Understanding and accepting control patterns before letting them go

The longer I’ve been experimenting with Aware Parenting, the more I am appreciating the intricacies of control patterns. 

At first I wanted to get rid of them all; not only my own and my children’s, but everyone else’s too.  Now I see appreciation as a vital step in letting them go.

This all stems from seeing two basic fundamental drives in human beings, from conception onwards – the need to fit in, to understand, and to belong in the family and culture into which we are born; and the need to be authentically true to ourselves – to express our own preferences, our feelings, and our own uniqueness.

At some time early on in life, these two needs often come into conflict.  A baby feels hunger, but his mother believes that he needs to wait a certain length of time to be fed.  A baby feels upset, and his father believes that if he is being a good father, his baby will only feel happy feelings.  A toddler wants to explore an object, and her mother wants to protect her mobile phone.  A child wants to eat a certain food, and his father thinks he has to eat all his dinner before he can have pudding.  

In order to belong, to be loved and accepted, babies learn to restrict their preferences and feelings and instead to do what brings a smile or a warm tone from their parents.  When they refrain from expressing their true feelings, what develop instead are control patterns (see elsewhere on this site for more information about how control patterns develop). 

A control pattern is not just a habitual way to prevent a feeling from being fully felt and expressed; contained within it are a set of beliefs, gained from the original experience of crying, and seeing the parents’ responses. 

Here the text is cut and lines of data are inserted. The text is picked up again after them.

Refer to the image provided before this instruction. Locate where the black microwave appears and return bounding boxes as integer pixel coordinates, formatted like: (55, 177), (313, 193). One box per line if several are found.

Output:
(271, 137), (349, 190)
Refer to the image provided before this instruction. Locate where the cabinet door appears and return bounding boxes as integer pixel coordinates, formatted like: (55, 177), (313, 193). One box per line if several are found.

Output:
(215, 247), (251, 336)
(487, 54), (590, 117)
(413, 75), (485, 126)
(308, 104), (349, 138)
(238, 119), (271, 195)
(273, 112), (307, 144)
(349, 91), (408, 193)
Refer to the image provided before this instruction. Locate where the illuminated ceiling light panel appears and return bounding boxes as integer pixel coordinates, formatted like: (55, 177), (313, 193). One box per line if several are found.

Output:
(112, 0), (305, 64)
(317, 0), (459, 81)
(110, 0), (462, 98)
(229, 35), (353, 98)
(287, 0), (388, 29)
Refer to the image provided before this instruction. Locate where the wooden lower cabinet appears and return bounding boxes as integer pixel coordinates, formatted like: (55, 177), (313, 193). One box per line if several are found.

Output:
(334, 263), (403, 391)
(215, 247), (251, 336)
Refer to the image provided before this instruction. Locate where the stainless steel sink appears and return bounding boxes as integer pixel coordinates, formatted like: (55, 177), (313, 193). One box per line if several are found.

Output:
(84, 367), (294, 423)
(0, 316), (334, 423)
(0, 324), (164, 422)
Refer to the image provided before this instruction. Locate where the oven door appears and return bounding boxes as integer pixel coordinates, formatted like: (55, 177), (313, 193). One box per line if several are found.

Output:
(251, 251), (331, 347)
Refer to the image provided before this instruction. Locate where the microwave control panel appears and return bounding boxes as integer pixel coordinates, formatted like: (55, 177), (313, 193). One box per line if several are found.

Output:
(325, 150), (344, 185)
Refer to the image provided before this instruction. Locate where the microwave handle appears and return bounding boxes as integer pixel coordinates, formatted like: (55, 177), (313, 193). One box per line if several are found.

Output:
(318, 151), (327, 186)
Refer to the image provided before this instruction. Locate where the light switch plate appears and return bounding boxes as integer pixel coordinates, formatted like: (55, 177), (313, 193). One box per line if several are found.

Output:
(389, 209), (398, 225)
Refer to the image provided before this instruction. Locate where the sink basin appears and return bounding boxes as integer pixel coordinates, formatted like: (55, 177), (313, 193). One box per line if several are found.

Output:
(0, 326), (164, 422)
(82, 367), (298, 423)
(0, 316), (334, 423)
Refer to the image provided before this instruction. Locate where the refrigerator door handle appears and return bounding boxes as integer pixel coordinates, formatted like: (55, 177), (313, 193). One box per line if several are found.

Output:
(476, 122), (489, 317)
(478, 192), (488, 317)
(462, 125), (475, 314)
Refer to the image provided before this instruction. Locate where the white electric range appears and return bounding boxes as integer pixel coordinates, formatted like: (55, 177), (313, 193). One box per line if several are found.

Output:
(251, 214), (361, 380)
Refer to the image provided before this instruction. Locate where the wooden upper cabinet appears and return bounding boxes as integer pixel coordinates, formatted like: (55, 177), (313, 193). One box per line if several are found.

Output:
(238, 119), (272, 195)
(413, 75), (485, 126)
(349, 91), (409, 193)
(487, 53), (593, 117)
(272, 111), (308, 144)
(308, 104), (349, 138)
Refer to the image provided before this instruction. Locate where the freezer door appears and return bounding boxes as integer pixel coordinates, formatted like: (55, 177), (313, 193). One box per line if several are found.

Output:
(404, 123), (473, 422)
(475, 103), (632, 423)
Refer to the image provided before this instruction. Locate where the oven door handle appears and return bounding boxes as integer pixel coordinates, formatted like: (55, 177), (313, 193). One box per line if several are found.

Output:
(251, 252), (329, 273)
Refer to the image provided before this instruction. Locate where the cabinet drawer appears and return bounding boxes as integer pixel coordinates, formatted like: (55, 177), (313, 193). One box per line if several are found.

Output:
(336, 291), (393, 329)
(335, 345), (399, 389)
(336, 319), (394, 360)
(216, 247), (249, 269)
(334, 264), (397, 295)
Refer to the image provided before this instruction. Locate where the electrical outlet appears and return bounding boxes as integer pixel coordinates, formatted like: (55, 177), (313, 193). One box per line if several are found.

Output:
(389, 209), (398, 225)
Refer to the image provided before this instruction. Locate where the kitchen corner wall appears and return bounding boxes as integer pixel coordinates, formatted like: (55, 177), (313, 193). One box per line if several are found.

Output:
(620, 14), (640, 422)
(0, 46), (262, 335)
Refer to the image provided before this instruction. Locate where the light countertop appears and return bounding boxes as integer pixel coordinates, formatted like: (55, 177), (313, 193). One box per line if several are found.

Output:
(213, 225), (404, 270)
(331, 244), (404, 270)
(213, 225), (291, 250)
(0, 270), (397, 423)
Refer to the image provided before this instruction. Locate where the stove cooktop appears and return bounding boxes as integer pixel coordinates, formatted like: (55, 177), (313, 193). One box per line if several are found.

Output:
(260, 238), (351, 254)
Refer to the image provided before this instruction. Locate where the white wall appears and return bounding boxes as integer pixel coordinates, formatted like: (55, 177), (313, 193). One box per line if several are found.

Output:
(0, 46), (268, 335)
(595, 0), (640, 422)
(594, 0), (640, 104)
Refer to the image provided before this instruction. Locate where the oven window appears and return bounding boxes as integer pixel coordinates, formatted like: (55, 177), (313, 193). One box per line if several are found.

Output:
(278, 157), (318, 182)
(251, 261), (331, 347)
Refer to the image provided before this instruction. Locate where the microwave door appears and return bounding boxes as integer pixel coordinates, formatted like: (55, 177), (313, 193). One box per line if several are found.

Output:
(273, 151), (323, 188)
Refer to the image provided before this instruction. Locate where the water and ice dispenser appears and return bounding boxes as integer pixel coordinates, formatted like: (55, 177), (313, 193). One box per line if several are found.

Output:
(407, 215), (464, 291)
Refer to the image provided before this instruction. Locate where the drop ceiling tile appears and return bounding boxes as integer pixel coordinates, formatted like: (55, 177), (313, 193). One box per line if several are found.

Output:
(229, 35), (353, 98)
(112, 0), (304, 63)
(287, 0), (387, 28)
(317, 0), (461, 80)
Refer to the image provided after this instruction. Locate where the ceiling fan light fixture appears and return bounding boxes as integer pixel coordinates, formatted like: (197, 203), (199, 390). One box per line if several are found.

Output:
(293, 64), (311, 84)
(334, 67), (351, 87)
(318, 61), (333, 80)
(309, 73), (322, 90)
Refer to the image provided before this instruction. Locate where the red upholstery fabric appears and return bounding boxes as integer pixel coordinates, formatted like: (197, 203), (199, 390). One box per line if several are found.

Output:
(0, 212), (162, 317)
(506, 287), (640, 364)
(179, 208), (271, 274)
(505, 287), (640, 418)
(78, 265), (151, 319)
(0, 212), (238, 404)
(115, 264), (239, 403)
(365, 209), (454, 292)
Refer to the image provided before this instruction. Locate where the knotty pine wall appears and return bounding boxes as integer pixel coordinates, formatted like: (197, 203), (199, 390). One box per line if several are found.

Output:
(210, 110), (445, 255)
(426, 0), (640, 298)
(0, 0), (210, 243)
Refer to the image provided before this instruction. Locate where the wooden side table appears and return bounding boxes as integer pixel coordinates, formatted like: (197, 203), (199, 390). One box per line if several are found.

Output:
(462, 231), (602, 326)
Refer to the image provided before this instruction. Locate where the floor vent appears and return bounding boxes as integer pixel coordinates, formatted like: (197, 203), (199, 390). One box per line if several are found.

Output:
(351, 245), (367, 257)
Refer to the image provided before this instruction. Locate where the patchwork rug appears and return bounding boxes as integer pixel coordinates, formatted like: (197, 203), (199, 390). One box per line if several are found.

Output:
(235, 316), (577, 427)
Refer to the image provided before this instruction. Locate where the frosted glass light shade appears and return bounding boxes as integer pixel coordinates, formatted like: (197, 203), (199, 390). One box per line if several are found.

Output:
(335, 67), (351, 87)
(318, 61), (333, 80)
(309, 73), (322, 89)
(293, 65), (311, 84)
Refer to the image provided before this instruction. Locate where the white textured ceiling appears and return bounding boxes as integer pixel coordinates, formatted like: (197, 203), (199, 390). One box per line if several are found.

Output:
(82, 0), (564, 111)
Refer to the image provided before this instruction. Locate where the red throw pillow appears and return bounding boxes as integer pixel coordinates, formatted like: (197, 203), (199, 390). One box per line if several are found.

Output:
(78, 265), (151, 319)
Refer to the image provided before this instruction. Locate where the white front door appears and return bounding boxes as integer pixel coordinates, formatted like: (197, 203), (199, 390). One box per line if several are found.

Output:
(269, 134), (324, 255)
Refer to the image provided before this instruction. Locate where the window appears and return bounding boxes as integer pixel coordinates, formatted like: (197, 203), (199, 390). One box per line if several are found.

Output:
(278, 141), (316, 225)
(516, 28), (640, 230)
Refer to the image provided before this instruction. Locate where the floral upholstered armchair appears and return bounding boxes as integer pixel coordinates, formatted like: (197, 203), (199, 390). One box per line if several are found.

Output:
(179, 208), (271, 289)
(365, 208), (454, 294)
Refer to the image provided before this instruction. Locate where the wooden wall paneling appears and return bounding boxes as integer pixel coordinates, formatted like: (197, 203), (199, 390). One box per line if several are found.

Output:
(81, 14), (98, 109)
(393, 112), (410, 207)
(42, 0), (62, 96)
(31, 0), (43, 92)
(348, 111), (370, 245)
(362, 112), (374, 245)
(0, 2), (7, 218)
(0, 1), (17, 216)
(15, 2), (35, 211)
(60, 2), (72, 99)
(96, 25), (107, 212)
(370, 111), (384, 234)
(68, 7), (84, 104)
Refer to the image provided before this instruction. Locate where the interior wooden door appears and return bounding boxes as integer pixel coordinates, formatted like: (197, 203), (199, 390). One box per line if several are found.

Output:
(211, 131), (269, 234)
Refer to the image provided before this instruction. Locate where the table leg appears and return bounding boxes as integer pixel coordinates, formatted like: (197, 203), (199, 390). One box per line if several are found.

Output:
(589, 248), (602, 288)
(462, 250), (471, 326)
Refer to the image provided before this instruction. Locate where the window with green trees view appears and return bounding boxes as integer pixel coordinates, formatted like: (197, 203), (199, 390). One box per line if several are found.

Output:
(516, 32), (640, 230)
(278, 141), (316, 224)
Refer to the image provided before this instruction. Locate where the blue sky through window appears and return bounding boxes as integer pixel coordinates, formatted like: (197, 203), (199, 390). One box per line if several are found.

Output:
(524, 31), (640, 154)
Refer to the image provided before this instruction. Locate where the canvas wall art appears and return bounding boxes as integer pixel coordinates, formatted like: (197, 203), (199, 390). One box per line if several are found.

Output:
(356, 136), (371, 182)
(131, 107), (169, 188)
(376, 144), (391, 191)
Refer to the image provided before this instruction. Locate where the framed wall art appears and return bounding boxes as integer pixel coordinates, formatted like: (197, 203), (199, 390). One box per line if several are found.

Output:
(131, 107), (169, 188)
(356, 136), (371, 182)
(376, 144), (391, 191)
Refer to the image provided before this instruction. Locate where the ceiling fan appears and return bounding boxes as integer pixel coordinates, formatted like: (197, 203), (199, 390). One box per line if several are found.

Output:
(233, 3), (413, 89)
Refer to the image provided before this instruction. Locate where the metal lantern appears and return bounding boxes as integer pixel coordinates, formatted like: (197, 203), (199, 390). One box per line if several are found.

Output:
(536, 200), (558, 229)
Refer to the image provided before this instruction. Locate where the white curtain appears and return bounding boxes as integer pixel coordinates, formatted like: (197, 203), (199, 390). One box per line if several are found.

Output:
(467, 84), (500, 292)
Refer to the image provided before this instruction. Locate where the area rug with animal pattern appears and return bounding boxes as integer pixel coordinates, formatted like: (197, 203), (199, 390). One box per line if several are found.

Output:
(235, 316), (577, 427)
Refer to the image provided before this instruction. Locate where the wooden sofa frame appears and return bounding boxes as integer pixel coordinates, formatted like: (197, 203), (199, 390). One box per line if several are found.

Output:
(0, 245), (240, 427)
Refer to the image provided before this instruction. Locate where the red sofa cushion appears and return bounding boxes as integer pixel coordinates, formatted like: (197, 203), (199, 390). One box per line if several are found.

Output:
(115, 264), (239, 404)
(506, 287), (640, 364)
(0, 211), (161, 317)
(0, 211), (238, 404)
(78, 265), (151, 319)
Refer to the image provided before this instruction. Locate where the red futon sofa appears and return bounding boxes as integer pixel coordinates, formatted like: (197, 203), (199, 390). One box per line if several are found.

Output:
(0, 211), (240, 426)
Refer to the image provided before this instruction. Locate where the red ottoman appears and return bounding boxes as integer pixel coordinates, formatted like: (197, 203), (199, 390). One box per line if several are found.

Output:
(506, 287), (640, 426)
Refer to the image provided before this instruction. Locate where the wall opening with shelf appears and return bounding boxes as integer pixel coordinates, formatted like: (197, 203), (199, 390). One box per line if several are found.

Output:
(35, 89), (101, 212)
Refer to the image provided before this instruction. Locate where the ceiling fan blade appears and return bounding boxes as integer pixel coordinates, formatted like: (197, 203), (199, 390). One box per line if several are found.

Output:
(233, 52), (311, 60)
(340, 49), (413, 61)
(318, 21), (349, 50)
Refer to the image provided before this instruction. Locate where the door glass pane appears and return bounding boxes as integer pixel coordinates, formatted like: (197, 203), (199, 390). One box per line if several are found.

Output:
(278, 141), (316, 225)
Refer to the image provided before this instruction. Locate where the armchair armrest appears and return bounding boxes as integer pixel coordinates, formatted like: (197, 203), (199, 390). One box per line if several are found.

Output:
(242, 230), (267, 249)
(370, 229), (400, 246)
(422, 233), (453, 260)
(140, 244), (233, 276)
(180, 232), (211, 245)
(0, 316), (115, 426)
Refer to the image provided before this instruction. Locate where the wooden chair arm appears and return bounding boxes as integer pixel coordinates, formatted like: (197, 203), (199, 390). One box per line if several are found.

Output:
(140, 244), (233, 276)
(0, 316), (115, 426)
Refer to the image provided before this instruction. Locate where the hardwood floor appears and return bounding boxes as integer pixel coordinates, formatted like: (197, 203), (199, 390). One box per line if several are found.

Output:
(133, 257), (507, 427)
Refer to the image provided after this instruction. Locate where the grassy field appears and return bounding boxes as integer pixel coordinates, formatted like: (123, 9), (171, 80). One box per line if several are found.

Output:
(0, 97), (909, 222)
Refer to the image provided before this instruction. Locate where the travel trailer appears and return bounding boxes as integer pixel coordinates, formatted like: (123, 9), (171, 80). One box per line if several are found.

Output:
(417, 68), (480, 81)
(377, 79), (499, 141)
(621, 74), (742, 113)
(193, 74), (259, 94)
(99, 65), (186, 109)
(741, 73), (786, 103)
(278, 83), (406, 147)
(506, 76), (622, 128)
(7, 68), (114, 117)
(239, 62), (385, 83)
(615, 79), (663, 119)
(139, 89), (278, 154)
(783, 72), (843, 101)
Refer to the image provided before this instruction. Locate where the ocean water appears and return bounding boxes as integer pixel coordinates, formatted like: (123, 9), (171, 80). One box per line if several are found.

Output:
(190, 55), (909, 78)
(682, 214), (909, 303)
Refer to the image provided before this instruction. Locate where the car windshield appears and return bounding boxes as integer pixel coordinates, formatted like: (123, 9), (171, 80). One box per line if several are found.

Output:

These beliefs can be things such as, “If I cry, something terrible happens,” (If the baby cried and saw the anxiety of his parents); “If I show my upset, I will be left forever,”  (If the baby cried and was left; remember that small babies don’t have any concept of time, and being left alone whilst upset, for them, is forever), “If I express what’s really going on for me, something will explode,”  (If a parent gets angry when a toddler won’t stop crying).  


As you can imagine, the beliefs that emerge are infinitely varied, whilst also all being on the same wavelength – if I express what is real for me, something very unenjoyable will happen.  In that respect, a control pattern is a strategy to get very important needs met – for love, security, safety, belonging, acceptance, inclusion, appreciation, and so on.  

These kind of beliefs lie behind the control patterns of babies – the baby who sucks on his hand with a numb look on his face, the baby who sucks a dummy, the baby who feeds every hour at night at a year old.  The beliefs become more entrenched as we move into childhood and adulthood – the child who runs around manically whenever he is upset, the teenager who seems glued to his mobile phone, and the adult who goes to check his email every time a feeling starts to emerge.  

As a parent aiming to practice Aware Parenting, most of us will come to the conclusion that to help our babies to stay present, and to live with few, or no, control patterns, requires us as parents to move beyond our control patterns and become more present. 

Often it is not enough just to want to stop our control pattern – because it is there for a very particular reason; to get an important need met. 

When we stop a control pattern, we may feel very uncomfortable indeed – and this is probably not just the feelings that the control pattern was protecting us from, it is also probably the feelings related to the acquired belief – eg. “If I show my feelings, something terrible happens.”  The feelings are also about the fear of the terrible thing happening. 

In order to release a control pattern, we may need to find ways of moving into a new way of thinking about what happens when we cry; new, more wanted beliefs.  Each parent will have his or her own way of doing this; for me, Field Center Certified Facilitating is my preference (see elsewhere on this site for more information about this).


As parents aiming to practice Aware Parenting, we may also want to take this into account when our babies our children develop control patterns (and if we have any control patterns, our children will inevitably develop some too).  From my own experience with my children, I have felt very frustrated at times when they have developed control patterns; when my greatest wish is for them to grow up free to express their feelings, and free to be present and aware.  

Now I aim to reframe that – and to see that their choice to use a control pattern is to communicate something to me, and to get a need met.  So instead of just trying to get rid of the control pattern and to help them to cry with me, I aim to do some other things instead. 

First is to see where they have learnt that from; to look to myself, and to make the changes required in myself.  The next is to see that in order for them to let go of that control pattern, the underlying belief will need to shift – and that will also require change from me; both in my being, and my doing of parenting.


When we as parents live a life more in alignment with who we truly are, more aligned with our values, and on more friendly terms with our desires, we instinctively become more joyful and present. 

Our babies and children cannot help but follow suit – because then there is less and less conflict between being whom they truly are, and belonging in their family. 

Authenticity and integrity become the way of our family.  Presence cannot help but be a part of the party!